Xanthones from Mangosteen (Garcinia mangostana) Promote Androgen Receptor Degradation in Prostate Cancer

Prostate cancer may seemingly be a non-issue to many men, as multiple drugs are approved for the treatment of prostate cancer and its five-year survival rates are encroaching on 100%. However, this statistic excludes the 5% of patients that are identified to have distant (metastasized) prostate cancer or who have developed castration resistant prostate cancer, both of which have a five-year survival rate of only about 30%. The striking contrast in these survival rates highlights the large void in prostate cancer therapies available for advanced cases.
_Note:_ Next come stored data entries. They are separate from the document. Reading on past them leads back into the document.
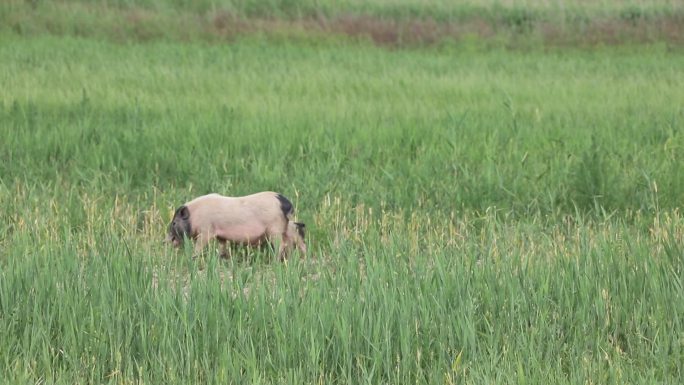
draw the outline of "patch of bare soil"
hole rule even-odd
[[[209,17],[205,31],[216,38],[235,38],[261,33],[301,37],[348,36],[379,46],[430,46],[445,41],[497,39],[515,46],[524,41],[549,46],[595,46],[665,42],[684,44],[684,16],[648,19],[606,18],[572,23],[530,21],[524,28],[515,23],[497,23],[483,18],[441,22],[431,19],[396,20],[369,15],[343,15],[334,18],[241,19],[217,12]],[[503,38],[503,39],[502,39]],[[506,39],[508,38],[508,39]]]
[[[115,41],[231,41],[259,35],[279,39],[347,37],[384,47],[432,46],[476,40],[517,46],[596,46],[662,42],[684,45],[684,11],[669,14],[623,12],[611,16],[549,20],[527,12],[473,15],[454,20],[391,18],[367,14],[276,18],[247,17],[225,10],[163,12],[93,3],[50,3],[53,8],[5,8],[0,26],[22,35],[77,35]],[[70,15],[66,17],[65,15]]]

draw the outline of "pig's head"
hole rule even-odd
[[[184,238],[190,238],[192,227],[190,226],[190,210],[188,206],[179,207],[173,214],[173,220],[169,223],[169,231],[166,233],[166,241],[174,247],[183,244]]]

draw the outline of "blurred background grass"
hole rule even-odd
[[[454,4],[0,4],[0,378],[676,383],[679,3]],[[267,189],[307,258],[161,245]]]

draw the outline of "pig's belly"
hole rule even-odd
[[[216,237],[219,239],[250,245],[261,243],[261,241],[264,240],[265,235],[266,227],[260,223],[250,223],[216,229]]]

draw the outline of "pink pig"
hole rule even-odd
[[[226,255],[227,242],[255,246],[280,239],[278,257],[284,260],[295,247],[306,253],[305,226],[290,220],[293,211],[287,198],[271,191],[244,197],[203,195],[176,210],[166,241],[179,247],[185,237],[194,239],[199,253],[215,238]]]

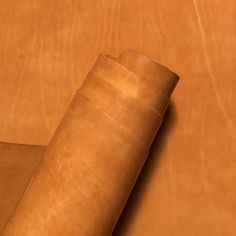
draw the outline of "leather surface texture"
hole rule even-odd
[[[235,11],[234,0],[1,0],[0,141],[48,145],[99,52],[143,52],[181,81],[114,235],[234,236]]]
[[[45,147],[0,143],[0,234],[14,212]]]
[[[100,55],[3,235],[111,235],[179,80],[171,72],[166,76],[173,80],[160,78],[166,83],[160,92]]]

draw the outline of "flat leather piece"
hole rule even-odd
[[[0,143],[0,234],[33,176],[45,147]]]

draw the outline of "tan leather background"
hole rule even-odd
[[[235,235],[235,11],[233,0],[1,0],[0,141],[47,145],[100,51],[145,52],[181,80],[114,234]]]
[[[44,151],[45,147],[0,143],[0,234]]]

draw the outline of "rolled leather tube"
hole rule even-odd
[[[80,88],[80,93],[127,127],[147,148],[150,147],[162,122],[159,113],[91,73]]]
[[[150,59],[148,56],[133,50],[125,51],[115,60],[128,70],[144,77],[154,87],[168,96],[171,96],[179,81],[177,74]]]
[[[146,156],[78,92],[4,235],[109,235]]]
[[[98,57],[91,73],[138,99],[160,115],[163,115],[168,107],[168,96],[106,55],[101,54]]]
[[[169,99],[158,95],[163,100],[154,102],[146,92],[151,85],[131,73],[135,87],[129,86],[130,72],[112,63],[97,71],[76,93],[4,236],[111,234]],[[136,125],[153,133],[147,138]]]

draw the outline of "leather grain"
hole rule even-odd
[[[93,74],[87,76],[80,93],[150,147],[162,122],[162,116],[154,109],[143,106],[137,99]]]
[[[169,98],[166,94],[156,89],[143,77],[129,71],[109,57],[100,55],[91,73],[115,85],[133,98],[141,97],[140,102],[144,106],[154,109],[160,115],[166,111],[169,104]],[[168,81],[166,83],[168,84]]]
[[[234,0],[1,0],[0,139],[48,144],[100,51],[144,52],[181,82],[116,234],[234,236],[235,9]]]
[[[142,76],[155,88],[170,96],[179,81],[178,75],[153,61],[145,54],[127,50],[116,59],[128,70]]]
[[[145,156],[134,136],[76,94],[3,235],[109,235]]]
[[[152,84],[99,56],[3,235],[110,235],[169,102],[155,91],[153,102]]]
[[[0,143],[0,234],[33,176],[45,147]]]

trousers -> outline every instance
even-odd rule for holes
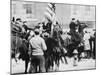
[[[37,71],[38,70],[38,71]],[[45,58],[43,55],[32,55],[29,73],[46,72]]]

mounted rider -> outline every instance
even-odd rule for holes
[[[79,27],[79,22],[76,21],[75,18],[72,18],[71,23],[69,24],[69,28],[70,28],[70,35],[71,35],[71,39],[73,42],[80,42],[81,41],[81,37],[79,35],[79,31],[78,31],[78,27]]]
[[[43,24],[44,31],[50,34],[52,22],[50,20],[48,20],[48,22],[46,24],[44,22],[42,24]]]

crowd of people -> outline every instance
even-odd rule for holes
[[[56,22],[56,24],[58,24],[58,22]],[[46,25],[44,22],[41,22],[34,28],[28,28],[27,22],[22,21],[21,18],[15,19],[13,17],[11,21],[12,34],[21,37],[24,41],[26,40],[29,43],[28,54],[31,55],[30,73],[37,72],[37,67],[39,68],[39,72],[46,72],[44,51],[47,50],[47,45],[43,37],[51,34],[51,25],[52,22],[48,21]],[[71,40],[75,47],[76,45],[84,47],[83,57],[93,57],[93,59],[95,59],[96,32],[94,32],[93,35],[90,35],[90,32],[83,30],[86,27],[87,25],[84,23],[72,18],[72,21],[69,24],[70,32],[67,34],[71,36]],[[45,35],[41,35],[42,33],[45,33]]]
[[[26,56],[24,56],[23,58],[23,59],[28,58],[28,60],[30,58],[31,60],[30,61],[31,66],[29,69],[29,73],[37,72],[37,67],[39,67],[39,72],[46,72],[44,51],[47,50],[47,46],[46,46],[45,40],[42,38],[43,36],[40,35],[41,34],[41,24],[43,24],[43,28],[44,28],[43,32],[47,32],[50,34],[50,29],[51,29],[49,27],[49,25],[51,24],[50,22],[48,22],[46,26],[44,26],[44,23],[38,23],[38,26],[35,26],[34,28],[28,28],[28,26],[26,25],[26,21],[22,21],[20,18],[17,18],[15,20],[15,18],[13,17],[11,21],[12,36],[20,37],[22,38],[22,40],[27,41],[29,43],[29,49],[27,53],[25,54]],[[13,44],[14,43],[12,43],[12,45]],[[12,48],[14,47],[12,46]],[[19,49],[24,49],[24,48],[19,47]],[[30,57],[27,56],[27,54],[29,54]],[[26,72],[27,70],[25,70],[25,73]]]

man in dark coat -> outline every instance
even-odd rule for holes
[[[43,29],[49,34],[51,32],[51,25],[52,25],[51,21],[48,21],[48,23],[46,25],[43,23]]]
[[[79,33],[76,32],[77,28],[78,28],[78,23],[76,23],[75,18],[72,18],[71,23],[69,24],[69,28],[70,28],[70,35],[72,36],[71,39],[73,42],[78,42],[80,41],[80,36]]]

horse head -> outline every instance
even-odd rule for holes
[[[83,32],[83,30],[88,27],[86,23],[80,23],[79,24],[79,28],[78,28],[78,31],[79,33]]]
The most popular treatment for prostate cancer is anti-androgen drugs, which are androgen receptor antagonists and disrupt androgen signaling. However, anti-androgens cannot pharmacologically inhibit the androgen receptor in castration resistant prostate cancer, where mutant forms of the androgen receptor drive cancer independently by transcribing their own sets of genes and by mutating in response to initial drug treatment. These studies report on the anti-prostate cancer activities of xanthones isolated from the purple mangosteen, Garcinia mangostana. Cyclin dependent kinases 2 and 4 were identified as targets of mangosteen xanthones through cell-free inhibition assays and in vitro analyses of downstream targets. Moreover, α-mangostin effectively decreases prostate cancer cell viability by promoting apoptosis and by promoting the degradation of wild-type and mutant androgen receptor. Mechanistic studies revealed that α-mangostin activates a cell stress and chaperone protein, BiP, binds to BiP protein itself, and promotes an interaction between the androgen receptor and BiP in prostate cancer cells. Finally, α-mangostin had significant antitumor activity and decreased the expressions of wild type and mutant androgen receptor in vivo. This dissertation summarizes these findings and shows that androgen receptor degradation may be an effective strategy for treating castration resistant prostate cancer, which has large implications for the future of prostate cancer targeted therapies.